# Driver Power Seat Twisting side to side not forward-backward



## lfod77 (Jun 17, 2018)

Hey folks, my kids 2016 Cruze with leather power drivers seat will not go forward and backwards. Makes an awful grinding/stripping noise in seat track next to console. I took the seat out today, cleaned things up, but cannot see how to remove the motor or cable that goes into the track. Guessing the cable is stripped. Anyone know how to take that motor out so you can get at the cable or at least get to the next step to see what is wrong? 
Suggestions?


----------



## Bvogt (Dec 19, 2021)

This is for a 14, but may help. if you need the other actuators too, let me know


----------



## Blasirl (Mar 31, 2015)

lfod77 said:


> Hey folks, my kids 2016 Cruze with leather power drivers seat will not go forward and backwards. Makes an awful grinding/stripping noise in seat track next to console. I took the seat out today, cleaned things up, but cannot see how to remove the motor or cable that goes into the track. Guessing the cable is stripped.

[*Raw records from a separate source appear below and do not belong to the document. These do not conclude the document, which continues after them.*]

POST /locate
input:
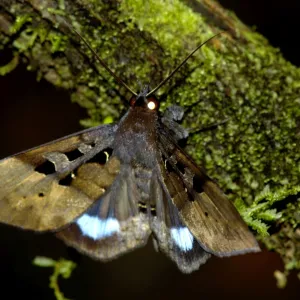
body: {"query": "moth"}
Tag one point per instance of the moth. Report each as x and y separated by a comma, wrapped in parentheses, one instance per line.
(107, 189)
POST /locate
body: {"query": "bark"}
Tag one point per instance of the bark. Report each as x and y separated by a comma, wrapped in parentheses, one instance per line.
(238, 75)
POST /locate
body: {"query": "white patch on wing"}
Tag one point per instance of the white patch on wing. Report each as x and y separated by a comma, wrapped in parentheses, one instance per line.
(96, 228)
(182, 238)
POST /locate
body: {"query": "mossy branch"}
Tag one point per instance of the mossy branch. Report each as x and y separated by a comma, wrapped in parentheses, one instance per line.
(254, 156)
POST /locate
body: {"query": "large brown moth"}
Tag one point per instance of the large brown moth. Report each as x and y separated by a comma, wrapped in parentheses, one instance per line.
(105, 190)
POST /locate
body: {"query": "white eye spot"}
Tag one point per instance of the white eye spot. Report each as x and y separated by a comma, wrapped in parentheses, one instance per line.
(96, 228)
(151, 105)
(182, 238)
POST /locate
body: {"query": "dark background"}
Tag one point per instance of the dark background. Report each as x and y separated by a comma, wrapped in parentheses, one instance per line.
(33, 113)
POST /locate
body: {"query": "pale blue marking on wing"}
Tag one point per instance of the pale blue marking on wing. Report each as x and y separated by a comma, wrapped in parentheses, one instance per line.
(182, 238)
(96, 228)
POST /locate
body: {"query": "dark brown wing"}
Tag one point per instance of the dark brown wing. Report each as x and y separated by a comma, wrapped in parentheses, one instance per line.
(47, 187)
(171, 235)
(113, 225)
(204, 209)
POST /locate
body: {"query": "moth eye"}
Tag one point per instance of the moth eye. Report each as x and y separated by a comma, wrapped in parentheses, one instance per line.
(151, 105)
(197, 184)
(46, 168)
(74, 154)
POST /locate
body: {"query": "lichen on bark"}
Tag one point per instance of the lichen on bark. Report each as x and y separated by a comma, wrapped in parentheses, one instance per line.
(254, 156)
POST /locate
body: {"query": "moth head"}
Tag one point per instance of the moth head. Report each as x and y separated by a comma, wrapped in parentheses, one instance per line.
(146, 103)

Anyone know how to take that motor out so you can get at the cable or at least get to the next step to see what is wrong?
> Suggestions?
> View attachment 297140


I cannot answer your question at the moment and I know this is posted in the Gen II section, but want to know for sure if this is a 2016 Limited (Gen I) or a 2016 Premier (Gen II)?

EDIT: Where have you been for the last 4 years?


----------